Restatement: Combine orbital, RV, and photometric information to infer masses and intrinsic brightness, and identify uncertainty-reducing follow-up.

Key elements:

• Kepler total mass from \(P,a\)
• Mass ratio from \(K_1,K_2\)
• Absolute magnitude from distance modulus
• Explicit measured vs inferred separation
• Reasonable follow-up observation with justification

Sample response:

(a) Total and individual masses \[ \frac{M_1+M_2}{M_\odot} =\frac{(4.0\,\text{AU}/1\,\text{AU})^3}{(4.0\,\text{yr}/1\,\text{yr})^2} =\frac{4.0^3}{4.0^2} =\frac{64}{16} =4.0 \Rightarrow M_1+M_2=4.0\,M_\odot \]

\[ \frac{M_2}{M_1} =\frac{K_1}{K_2} =\frac{25\,\text{km/s}}{20\,\text{km/s}} =1.25 \] So \(M_2=1.25M_1\) and: \[ M_1+1.25M_1=2.25M_1=4.0\,M_\odot \Rightarrow M_1=1.78\,M_\odot, \quad M_2=2.22\,M_\odot \]

\[ \boxed{M_1\approx1.78\,M_\odot,\quad M_2\approx2.22\,M_\odot} \]

(b) Combined absolute magnitude \[ M = m - (m-M) = 8.0 - 10.0 = -2.0 \]

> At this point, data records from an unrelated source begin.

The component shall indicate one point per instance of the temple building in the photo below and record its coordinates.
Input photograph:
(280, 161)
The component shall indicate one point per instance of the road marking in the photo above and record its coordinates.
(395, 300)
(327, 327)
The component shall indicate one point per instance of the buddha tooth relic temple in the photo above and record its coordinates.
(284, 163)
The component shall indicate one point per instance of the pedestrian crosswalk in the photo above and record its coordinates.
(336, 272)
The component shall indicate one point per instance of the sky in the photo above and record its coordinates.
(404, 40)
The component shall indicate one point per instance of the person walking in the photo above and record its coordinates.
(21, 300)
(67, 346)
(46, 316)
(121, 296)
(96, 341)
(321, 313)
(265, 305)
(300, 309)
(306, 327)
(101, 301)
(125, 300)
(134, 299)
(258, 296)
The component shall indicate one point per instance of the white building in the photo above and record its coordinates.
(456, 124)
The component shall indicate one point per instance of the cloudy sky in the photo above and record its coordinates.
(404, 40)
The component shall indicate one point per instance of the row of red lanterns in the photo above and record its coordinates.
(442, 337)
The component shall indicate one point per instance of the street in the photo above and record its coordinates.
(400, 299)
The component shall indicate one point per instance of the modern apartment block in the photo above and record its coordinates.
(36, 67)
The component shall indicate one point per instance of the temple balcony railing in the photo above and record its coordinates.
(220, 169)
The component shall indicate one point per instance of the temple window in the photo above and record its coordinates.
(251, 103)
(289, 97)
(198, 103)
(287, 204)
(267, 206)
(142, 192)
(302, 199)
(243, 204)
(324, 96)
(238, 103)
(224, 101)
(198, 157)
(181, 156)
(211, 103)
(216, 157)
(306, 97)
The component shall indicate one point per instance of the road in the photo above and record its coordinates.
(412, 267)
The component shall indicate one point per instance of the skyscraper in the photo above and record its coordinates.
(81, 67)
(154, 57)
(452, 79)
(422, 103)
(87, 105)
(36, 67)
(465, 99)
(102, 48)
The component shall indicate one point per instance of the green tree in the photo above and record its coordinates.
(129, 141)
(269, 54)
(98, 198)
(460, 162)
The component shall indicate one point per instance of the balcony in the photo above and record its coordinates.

\[ \boxed{M_{\text{combined}}=-2.0\,\text{mag}} \]

(c) Measured vs inferred: Measured directly are \(P\), \(a\), \(K_1\), \(K_2\), and apparent magnitude \(m\). The cluster distance modulus used here is an inferred intermediate from prior photometric modeling (not a raw direct observable). Using Kepler/Newton, we infer total mass from \(P\) and \(a\). Using center-of-mass dynamics, we infer mass ratio from \(K_1/K_2\), then individual masses. Using the distance modulus relation, we infer intrinsic brightness as absolute magnitude. Each step is model-dependent but testable, and each has uncertainty.

(d) Follow-up observation: A strong follow-up is eclipse photometry (or other inclination constraint), because it reduces geometric uncertainty and enables tighter component-property inference (masses/radii/luminosities) rather than only system-level estimates.

Unit check: Kepler and RV steps use dimensionless ratios to return masses in \(M_\odot\); the distance-modulus subtraction returns magnitude units (mag). \(\checkmark\)

Sanity check: The larger-mass component should have smaller velocity amplitude; \(M_2>M_1\) and \(K_2<K_1\) are consistent. \(\checkmark\)

Grading guidance: Full credit requires coherent chain logic, not just numerical answers.